21) Santa Cruz Organization SCO Unix/Xenix – operating system
Cause of death: corporate malfeasance
Before there was Linux there was Unix and the company that brought Unix to more desktops than anyone else was SCO. Prior to SCO, the major Unix vendors were either AT&T or minicomputer hardware vendors. The first versions were quirky affairs and required lots of care and feeding, but once they were setup they ran forever. SCO sold the rights to Unix in 2001 to Caldera Systems, a company that was founded by Ray Noorda, who made his fortune with Novell, and that began a protracted legal battle with just about everyone else in the Unix universe.
22) Software Arts — VisiCalc spreadsheet software
Cause of death: Lotus 1-2-3
The first big application for PCs was VisiCalc spreadsheet software, developed by Dan Bricklin and Bob Frankston. I remember running it on an early HP -85 computer that is pictured above with a small screen and printer along with a tape cassette for its memory. VisiCalc was never patented (at the time there was no such thing as software patents) and subsequent versions, including Lotus’ 1-2-3, improved upon the spreadsheet and made them popular.
23) Softword Systems Inc. — Multimate word processing software
Cause of death: Ashton-Tate and later Borland
In 1984, the most popular word processing program was called Multimate, and it was used largely because it mimicked the user commands of dedicated Wang word processor machinery. In those early days, a software vendor would have to produce different versions specifically for each PC OEM. But its popularity would prove its undoing, making it an attractive take over target for database vendor Ashton-Tate. Eventually, when Tate was sold to Borland the product disappeared.
24) Thomas Conrad Corp. — Arcnet networking bought by Compaq
Cause of death: faster and cheaper Ethernet
Thomas Conrad was one of the more popular vendors of one of the early 1980s networking standards called Arcnet. It had the advantage of running over cable TV coax. And like many of the networking adapters of that era, there were hardware switches you had to set (see the picture above) to configure it properly before you installed it in the PC. It was a cheaper alternative to the token ring cabling from IBM and Ethernet. It was the predecessor to 10BaseT topologies that are in vogue today. Many of the early Novell networks ran on Thomas Conrad Arcnet equipment. But as Ethernet became more capable and faster with 100BaseT, the topology died out.

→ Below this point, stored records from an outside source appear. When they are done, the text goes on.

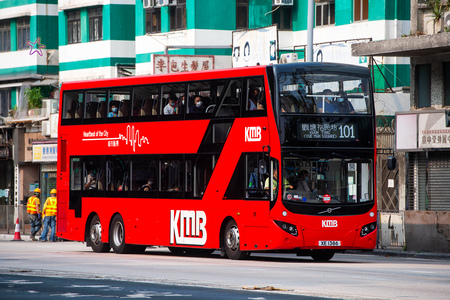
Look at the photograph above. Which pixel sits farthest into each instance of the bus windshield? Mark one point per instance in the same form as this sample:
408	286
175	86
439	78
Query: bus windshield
316	93
328	181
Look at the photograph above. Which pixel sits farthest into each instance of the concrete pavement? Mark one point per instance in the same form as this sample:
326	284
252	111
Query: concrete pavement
390	251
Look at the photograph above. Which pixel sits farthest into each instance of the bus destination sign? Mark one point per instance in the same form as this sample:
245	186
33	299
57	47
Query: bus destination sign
336	131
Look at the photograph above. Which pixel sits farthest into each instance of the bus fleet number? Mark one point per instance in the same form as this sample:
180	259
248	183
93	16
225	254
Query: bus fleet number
346	131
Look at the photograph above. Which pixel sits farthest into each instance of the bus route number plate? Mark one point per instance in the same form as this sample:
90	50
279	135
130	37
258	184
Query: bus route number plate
329	243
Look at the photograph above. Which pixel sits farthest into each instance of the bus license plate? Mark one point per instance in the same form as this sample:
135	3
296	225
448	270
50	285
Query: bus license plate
329	243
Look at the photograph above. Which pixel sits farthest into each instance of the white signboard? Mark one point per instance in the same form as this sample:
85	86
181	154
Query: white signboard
432	131
252	47
165	64
406	132
338	53
45	152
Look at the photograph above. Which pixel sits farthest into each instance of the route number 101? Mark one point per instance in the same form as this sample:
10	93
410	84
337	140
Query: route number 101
347	131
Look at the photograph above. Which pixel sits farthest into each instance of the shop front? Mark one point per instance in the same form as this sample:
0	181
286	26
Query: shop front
45	153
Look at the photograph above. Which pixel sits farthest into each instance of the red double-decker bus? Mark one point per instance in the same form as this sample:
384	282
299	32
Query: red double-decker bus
264	158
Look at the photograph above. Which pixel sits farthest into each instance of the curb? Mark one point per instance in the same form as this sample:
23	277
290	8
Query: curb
404	254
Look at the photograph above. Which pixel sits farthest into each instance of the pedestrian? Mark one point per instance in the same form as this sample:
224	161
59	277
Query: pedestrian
34	213
50	217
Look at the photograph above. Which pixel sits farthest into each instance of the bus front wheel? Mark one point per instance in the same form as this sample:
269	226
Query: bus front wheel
322	255
117	236
95	236
231	241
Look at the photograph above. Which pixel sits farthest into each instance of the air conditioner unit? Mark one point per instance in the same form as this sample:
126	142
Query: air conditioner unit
288	58
159	3
282	2
49	106
46	128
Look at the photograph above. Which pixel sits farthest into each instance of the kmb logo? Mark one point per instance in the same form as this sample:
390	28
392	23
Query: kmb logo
329	223
253	134
192	227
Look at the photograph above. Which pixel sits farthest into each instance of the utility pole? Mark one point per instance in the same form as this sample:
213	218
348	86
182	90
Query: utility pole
309	40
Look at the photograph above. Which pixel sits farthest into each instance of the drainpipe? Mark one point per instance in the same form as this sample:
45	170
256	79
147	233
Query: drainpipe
309	40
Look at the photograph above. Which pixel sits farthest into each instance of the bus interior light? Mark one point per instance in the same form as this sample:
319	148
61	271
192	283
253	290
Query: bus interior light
289	228
368	228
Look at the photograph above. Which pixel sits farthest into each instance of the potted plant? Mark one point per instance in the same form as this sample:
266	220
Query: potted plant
35	97
438	9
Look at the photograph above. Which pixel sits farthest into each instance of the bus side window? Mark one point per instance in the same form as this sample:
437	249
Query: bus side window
231	100
171	175
94	174
117	98
173	99
75	173
95	104
144	174
117	174
255	94
256	178
203	169
73	102
145	100
208	92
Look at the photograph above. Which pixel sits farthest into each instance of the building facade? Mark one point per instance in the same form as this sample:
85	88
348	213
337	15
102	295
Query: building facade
28	61
96	39
422	134
198	28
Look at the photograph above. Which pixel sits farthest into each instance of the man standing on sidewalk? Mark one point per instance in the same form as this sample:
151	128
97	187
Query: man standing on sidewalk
49	211
34	213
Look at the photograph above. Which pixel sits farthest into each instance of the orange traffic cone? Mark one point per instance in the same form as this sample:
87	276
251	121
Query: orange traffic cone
17	232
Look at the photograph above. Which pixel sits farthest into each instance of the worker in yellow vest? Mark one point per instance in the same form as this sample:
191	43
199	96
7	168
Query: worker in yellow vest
34	213
50	217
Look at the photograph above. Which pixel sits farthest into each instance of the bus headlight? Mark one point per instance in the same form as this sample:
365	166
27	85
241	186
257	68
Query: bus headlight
289	228
368	228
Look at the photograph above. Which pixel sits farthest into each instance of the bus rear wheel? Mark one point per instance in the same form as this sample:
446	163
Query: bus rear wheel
95	236
117	236
231	241
322	255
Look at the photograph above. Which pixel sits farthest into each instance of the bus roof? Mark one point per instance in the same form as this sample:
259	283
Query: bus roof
213	74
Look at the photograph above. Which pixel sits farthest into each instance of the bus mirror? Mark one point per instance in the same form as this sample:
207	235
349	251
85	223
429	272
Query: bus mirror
392	163
262	166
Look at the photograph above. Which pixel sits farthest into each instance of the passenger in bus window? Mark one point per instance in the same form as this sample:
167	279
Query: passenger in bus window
253	99
149	186
325	103
344	106
92	182
286	183
170	108
261	103
113	112
181	105
197	107
121	186
302	184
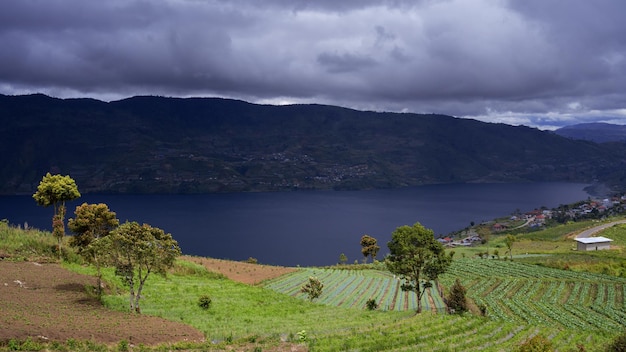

25) Stac Electronics — disk compression software
Cause of death: Microsoft, integration into the operating system
When hard disks were 20 megabytes, storage was at a premium and a small company in southern California came out with special software that could double your storage space. Stac lasted until 2002, and was the victim of Microsoft tactics to include a similar feature in MS DOS v 6.0. Even though they won a $120 million lawsuit, the company never recovered, as hard drives got bigger and cheaper quicker. Eventually, the intellectual property was purchased by Altiris, who is now owned by Symantec. And most operating systems now include their own disk compression, thanks to early work by Stac.